Moniza Alvi, has also consistently included short poems in her collections which succeed in their ability to effortlessly balance the miniscule with the profound. Charles Simic exemplifies these qualities in his potent two-liner Evening Chess:
‘The Black Queen raised high
In my father’s angry hand.’
I realise in writing this that I come to the short poem with an unconscious expectation of gravitas. Simon Armitage captures this in his introduction to the 1999 Faber anthology Short and Sweet: 101 Short Poems, where he says:
‘When reading through I was surprised by the very short pieces whose subject was death, and have come to wonder if this is because of the short poem’s relationship with the epitaph. Presumably more care is taken when words are to be inscribed by a chisel, when the author has less space to work in…’

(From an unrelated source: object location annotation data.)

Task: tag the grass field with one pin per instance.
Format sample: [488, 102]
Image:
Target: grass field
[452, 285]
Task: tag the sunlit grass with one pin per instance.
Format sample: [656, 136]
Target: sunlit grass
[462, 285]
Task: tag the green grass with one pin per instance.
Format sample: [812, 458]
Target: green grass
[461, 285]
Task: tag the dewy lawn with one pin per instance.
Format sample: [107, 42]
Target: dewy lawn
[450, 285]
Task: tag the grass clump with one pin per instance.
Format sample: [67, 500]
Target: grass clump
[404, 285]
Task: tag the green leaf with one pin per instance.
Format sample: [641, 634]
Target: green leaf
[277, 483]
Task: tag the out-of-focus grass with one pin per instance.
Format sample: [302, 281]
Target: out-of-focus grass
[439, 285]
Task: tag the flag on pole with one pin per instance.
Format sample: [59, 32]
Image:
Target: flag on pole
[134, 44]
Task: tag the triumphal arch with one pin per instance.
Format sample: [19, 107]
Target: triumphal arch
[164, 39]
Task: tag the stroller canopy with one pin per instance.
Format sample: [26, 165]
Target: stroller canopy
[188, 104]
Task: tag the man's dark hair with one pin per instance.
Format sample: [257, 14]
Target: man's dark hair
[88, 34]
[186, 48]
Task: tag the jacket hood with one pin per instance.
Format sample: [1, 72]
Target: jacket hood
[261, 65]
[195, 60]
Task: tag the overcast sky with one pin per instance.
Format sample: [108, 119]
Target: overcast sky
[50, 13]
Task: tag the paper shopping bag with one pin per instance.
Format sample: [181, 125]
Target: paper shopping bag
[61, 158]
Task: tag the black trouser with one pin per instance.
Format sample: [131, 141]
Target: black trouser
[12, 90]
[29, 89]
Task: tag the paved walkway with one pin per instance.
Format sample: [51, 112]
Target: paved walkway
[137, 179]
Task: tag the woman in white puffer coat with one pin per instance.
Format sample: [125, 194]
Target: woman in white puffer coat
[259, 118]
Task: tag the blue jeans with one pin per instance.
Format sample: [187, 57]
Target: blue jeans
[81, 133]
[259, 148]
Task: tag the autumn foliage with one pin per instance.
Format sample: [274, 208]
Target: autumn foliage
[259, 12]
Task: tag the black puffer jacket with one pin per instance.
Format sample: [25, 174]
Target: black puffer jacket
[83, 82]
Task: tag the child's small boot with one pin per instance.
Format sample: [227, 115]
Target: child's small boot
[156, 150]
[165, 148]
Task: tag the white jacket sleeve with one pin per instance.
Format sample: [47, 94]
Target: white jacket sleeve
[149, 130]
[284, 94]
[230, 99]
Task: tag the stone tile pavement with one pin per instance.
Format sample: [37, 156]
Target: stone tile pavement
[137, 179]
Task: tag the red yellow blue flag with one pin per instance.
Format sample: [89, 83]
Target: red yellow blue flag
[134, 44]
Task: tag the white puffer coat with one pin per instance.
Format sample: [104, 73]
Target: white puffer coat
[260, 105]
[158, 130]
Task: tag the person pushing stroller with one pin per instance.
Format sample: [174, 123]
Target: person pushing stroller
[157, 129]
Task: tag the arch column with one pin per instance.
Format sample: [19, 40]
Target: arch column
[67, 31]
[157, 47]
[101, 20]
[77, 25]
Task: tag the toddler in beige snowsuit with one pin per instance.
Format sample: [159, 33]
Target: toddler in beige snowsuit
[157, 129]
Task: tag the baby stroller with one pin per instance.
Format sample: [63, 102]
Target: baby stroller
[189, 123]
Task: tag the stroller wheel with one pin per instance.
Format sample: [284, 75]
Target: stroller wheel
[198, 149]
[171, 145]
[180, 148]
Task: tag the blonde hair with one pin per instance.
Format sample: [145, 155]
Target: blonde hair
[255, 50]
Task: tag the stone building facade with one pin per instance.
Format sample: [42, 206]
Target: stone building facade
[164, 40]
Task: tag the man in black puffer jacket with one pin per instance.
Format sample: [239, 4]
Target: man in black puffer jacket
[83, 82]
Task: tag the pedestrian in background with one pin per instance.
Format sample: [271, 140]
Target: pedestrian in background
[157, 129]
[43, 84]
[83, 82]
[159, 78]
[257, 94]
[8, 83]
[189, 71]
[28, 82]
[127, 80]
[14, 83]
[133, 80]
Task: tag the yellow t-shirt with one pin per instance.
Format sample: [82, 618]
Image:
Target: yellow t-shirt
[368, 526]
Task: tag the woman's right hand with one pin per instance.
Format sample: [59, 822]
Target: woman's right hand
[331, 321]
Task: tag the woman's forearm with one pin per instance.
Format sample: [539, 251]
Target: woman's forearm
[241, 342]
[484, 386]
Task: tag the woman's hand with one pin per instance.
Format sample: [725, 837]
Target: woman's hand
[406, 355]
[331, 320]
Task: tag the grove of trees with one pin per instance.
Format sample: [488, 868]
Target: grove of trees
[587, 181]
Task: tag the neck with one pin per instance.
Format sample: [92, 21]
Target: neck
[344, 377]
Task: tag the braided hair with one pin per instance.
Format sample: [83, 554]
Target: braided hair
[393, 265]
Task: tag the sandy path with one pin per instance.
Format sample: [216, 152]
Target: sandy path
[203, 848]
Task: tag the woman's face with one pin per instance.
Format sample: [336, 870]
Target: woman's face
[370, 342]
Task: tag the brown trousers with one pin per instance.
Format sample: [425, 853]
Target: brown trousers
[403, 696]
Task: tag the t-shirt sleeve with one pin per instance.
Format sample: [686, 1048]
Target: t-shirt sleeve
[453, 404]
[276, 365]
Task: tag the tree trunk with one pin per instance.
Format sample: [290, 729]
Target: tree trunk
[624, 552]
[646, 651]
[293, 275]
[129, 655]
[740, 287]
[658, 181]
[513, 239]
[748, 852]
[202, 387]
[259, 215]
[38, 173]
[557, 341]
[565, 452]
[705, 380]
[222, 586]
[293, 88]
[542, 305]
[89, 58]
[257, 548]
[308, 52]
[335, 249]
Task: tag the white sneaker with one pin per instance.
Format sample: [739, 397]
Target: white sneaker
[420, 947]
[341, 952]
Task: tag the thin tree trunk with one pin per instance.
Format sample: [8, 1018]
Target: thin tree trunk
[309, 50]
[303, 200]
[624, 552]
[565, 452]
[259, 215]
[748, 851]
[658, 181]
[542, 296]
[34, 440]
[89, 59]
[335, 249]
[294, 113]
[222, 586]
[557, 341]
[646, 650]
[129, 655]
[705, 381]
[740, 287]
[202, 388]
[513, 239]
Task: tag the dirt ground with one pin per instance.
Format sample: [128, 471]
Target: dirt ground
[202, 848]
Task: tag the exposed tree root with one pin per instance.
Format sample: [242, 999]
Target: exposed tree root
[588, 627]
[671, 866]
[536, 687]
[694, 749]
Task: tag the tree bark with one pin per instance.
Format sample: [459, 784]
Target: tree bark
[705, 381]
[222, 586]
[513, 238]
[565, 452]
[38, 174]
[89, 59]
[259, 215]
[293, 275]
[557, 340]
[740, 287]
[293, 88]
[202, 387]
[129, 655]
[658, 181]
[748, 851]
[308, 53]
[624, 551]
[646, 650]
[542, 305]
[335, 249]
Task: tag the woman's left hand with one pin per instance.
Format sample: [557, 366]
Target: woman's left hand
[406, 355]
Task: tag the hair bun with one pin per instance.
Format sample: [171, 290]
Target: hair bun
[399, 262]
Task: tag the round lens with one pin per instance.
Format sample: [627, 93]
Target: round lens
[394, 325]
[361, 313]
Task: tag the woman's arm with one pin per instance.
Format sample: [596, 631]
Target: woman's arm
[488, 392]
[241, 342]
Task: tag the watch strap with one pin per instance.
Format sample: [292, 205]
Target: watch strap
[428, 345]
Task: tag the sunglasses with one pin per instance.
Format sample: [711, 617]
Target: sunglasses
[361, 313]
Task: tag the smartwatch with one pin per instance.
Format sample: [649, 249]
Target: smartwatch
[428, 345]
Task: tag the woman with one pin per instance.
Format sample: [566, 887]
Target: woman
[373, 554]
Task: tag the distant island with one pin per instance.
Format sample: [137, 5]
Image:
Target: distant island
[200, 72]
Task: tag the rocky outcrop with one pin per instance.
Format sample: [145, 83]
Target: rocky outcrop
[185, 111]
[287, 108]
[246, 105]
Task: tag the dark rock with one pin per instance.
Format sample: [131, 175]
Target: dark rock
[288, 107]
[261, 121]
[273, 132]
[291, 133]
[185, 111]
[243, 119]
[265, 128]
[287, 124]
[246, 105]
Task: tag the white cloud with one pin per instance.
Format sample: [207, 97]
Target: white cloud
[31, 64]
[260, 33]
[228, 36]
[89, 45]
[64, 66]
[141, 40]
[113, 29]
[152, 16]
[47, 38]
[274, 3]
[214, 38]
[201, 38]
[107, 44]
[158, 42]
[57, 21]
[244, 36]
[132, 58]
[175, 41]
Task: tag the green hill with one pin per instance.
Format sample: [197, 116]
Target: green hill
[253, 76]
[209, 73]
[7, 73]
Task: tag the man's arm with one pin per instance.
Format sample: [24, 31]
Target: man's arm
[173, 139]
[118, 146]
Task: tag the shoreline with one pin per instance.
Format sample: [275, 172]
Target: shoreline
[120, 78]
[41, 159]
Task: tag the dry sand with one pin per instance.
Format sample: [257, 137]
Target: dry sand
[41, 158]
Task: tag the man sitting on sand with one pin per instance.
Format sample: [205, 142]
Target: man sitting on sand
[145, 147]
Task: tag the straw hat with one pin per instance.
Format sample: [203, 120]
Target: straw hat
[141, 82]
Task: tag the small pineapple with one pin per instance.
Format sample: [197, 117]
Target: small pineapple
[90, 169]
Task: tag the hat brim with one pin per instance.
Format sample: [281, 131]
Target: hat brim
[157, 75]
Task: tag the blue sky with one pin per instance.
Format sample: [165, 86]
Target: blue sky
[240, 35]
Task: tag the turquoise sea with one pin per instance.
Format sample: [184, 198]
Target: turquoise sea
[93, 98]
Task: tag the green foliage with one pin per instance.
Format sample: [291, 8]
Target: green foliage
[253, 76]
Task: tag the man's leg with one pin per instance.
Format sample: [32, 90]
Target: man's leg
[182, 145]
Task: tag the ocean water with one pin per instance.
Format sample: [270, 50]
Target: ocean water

Short and Sweet is well worth a look as it offers a stylistic and historical overview of the short poem from John Donne’s A Burnt Ship through to Don Paterson’s minimalist masterstroke, On Going to Meet a Zen Master in the Kyushu Mountains and Not Finding Him, where the title, fittingly, is the poem. Wit and pathos find a good home in the short line poem, where single focus allows the punchline to do its work unencumbered by sub-plots and meanderings.
Big themes and elemental motifs also lend themselves well to the small vessel, as in Paul Muldoon’s Ireland, Robert Frost’s Fire and Ice and Edward Thomas’ Snow. While the fleeting moment can be captured and preserved within the tight frame of, say, a well cast haiku, I tend towards the idea that the haiku demands a separate category to itself as the short poem of short poems.
In researching this piece I turned to the spiritual home of all things short: Twitter. The poet John McCullough responded with two excellent two-liners: Ezra Pound’s haiku-esque classic In a Station of the Metro: ‘The apparition of these faces in the crowd ;/Petals on a wet black bough.’ and Thom Gunn’s wry ‘Jamesian’: ‘Their relationship consisted/In discussing if it existed.’.
Jo Shapcott was recently asked about the demise of the long poem on Radio 4’s Start the Week and she said that far from having abandoned the long poem, contemporary poets were actually wri ting longer narratives in shorter forms via thematically linked sequences and collections. So the short poem can also be a free standing yet integral part of a longer narrative.
Inevitably, this piece cannot be exhaustive, but I hope it provides a brief introduction to some of the factors that drive the form and some starting points for further reading.
Amongst my favourites is Douglas Dunn’s On Roofs of Terry Street, where a brief moment of illumination is brought to our attention via a builder’s trowel which ‘catches the light and becomes precious’. It is this moment of transformation from the seemingly mundane to the extraordinary that I believe all poems, long or short, should seek to achieve.